この記事の要点

  • 増築で床面積・構造・種類が変わったら、変更があった日から1か月以内に建物の表題部の変更登記を申請する義務がある(不動産登記法51条1項)
  • 申請には増築後の建物の形を反映した建物図面・各階平面図が必要で、測量・作図を伴うため依頼先は土地家屋調査士
  • 正当な理由なく申請を怠ると過料の対象になり得る(不動産登記法164条1項)
  • 固定資産税の家屋調査とは別の手続き。
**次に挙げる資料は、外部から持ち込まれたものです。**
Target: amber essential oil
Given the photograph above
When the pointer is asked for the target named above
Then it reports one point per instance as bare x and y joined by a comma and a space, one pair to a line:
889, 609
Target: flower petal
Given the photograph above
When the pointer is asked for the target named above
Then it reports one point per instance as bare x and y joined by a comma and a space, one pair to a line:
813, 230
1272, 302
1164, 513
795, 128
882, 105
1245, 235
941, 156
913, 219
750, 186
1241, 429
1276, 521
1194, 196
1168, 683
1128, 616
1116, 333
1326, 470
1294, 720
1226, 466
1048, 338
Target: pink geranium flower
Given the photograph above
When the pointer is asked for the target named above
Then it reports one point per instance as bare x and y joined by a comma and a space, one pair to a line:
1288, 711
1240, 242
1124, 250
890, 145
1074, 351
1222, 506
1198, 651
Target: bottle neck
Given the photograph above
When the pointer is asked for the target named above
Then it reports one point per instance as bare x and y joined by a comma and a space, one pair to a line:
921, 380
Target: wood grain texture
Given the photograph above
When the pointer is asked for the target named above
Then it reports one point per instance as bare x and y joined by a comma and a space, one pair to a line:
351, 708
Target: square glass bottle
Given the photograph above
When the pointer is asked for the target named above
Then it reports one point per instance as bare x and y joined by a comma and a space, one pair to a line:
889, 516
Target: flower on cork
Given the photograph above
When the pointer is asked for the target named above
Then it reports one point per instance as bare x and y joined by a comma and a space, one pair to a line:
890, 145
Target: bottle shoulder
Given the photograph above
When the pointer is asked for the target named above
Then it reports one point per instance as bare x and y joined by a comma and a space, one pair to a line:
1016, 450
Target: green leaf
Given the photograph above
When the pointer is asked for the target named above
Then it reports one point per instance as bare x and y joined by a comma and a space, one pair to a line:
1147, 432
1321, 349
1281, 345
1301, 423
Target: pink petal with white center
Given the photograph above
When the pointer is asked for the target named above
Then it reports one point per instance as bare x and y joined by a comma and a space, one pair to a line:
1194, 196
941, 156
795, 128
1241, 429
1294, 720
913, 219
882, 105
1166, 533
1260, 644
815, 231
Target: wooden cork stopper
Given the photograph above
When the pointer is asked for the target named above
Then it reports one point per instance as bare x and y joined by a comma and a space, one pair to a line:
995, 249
税額の計算や軽減の適用は市区町村の資産税担当・税理士の領域
  • 登記記録と実際の建物の状態が食い違ったまま放置すると、将来の売却や相続登記でつまずく原因になる

増築の工事が終わっても、それで一区切りとはいきません。増築によって床面積や構造、建物の種類が変わったときは、その変更を登記記録に反映させる建物の表題部の変更登記を、変更があった日から1か月以内に申請しなければなりません。この記事では、増築でどんなときに登記が必要になるか、申請に必要なもの、期限と過料、固定資産税との関係、依頼先の順に整理します。

増築で登記が必要になるのはどんなとき

建物の登記記録には、所在・家屋番号・種類(居宅など)・構造(木造2階建など)・床面積といった、建物の物理的な状況を記録する「表題部」があります。床面積・構造・種類は、この表題部に記録される登記事項です(不動産登記法44条1項3号)。

増築によって、次のような変化があったときは、登記記録の書き換えが必要になります。

  • 床面積が増えた:2階部分を新たに増築した、平屋に部屋を増設した、など
  • 構造が変わった:木造の建物に鉄骨造の部分を増築した、など
  • 種類が変わった:居宅の一部を店舗や事務所に用途変更しながら増築した、など

これらは、増築前の登記記録に書かれている内容と、増築後の実際の建物の状態が食い違うことを意味します。登記記録は「今どんな建物がそこにあるか」を公示する仕組みですから、実態が変わった以上、記録の側も書き換える必要があります。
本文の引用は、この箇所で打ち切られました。